The first working laser might have been bolted together at Hughes Research Labs, but a simultaneous exploration and development of the technology was already under way at a number of other facilities. Bell Labs earned a patent for an optical maser, despite not having built one, in 1958.
As befitting Hughes Research Labs’ position as a defense contractor, researchers began working with the U.S. military to study the laser’s potential applications for weapons guidance and radar.
“I was hired to help bring in some of the lasers out of labs and into production,” Nieuwsma told Scientific American. “Part of this was using lasers to make range finders or target designators that soldiers could use on the ground to illuminate a target for aircraft.” However, he added, work on non-military applications such as laser welders and semiconductor lasers for consumer applications were under development throughout the 1960s, in places such as General Electric and Raytheon.

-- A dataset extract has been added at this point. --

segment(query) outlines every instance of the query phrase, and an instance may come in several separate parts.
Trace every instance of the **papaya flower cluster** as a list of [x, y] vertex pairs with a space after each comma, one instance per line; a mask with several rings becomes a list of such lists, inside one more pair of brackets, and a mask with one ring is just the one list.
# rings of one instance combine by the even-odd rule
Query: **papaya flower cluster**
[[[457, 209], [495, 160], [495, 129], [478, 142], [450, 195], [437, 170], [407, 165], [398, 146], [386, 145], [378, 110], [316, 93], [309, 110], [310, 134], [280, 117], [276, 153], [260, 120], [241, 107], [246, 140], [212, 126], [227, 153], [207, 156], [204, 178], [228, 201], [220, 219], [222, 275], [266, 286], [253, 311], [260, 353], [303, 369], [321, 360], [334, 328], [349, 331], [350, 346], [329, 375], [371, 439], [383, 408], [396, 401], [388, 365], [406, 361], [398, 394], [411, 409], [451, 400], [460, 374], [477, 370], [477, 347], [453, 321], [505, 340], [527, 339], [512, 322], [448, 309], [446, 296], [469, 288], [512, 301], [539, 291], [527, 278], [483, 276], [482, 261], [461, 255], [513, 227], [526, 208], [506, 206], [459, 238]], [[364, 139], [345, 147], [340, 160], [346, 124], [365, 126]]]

Raytheon, along with General Motors and Boeing, would purchase a portion of Hughes Research Labs during the facility’s existence; Raytheon sold its portion three years ago. To mark the 50th anniversary, Raytheon has posted a celebratory Website that, perhaps inevitably, details its various laser-based advances in the military, communications and science fields.
These days, of course, lasers can be found in everything from CD and DVD players to medical equipment to rock concerts. Deleting old tattoos and providing visual accompaniment to 5-minute guitar solos may not be what Einstein or Maiman envisioned, applications-wise-but it goes to show how even the most esoteric bits of physics theory can, with a lot hard work and even more money and time, eventually find their way into everyday use.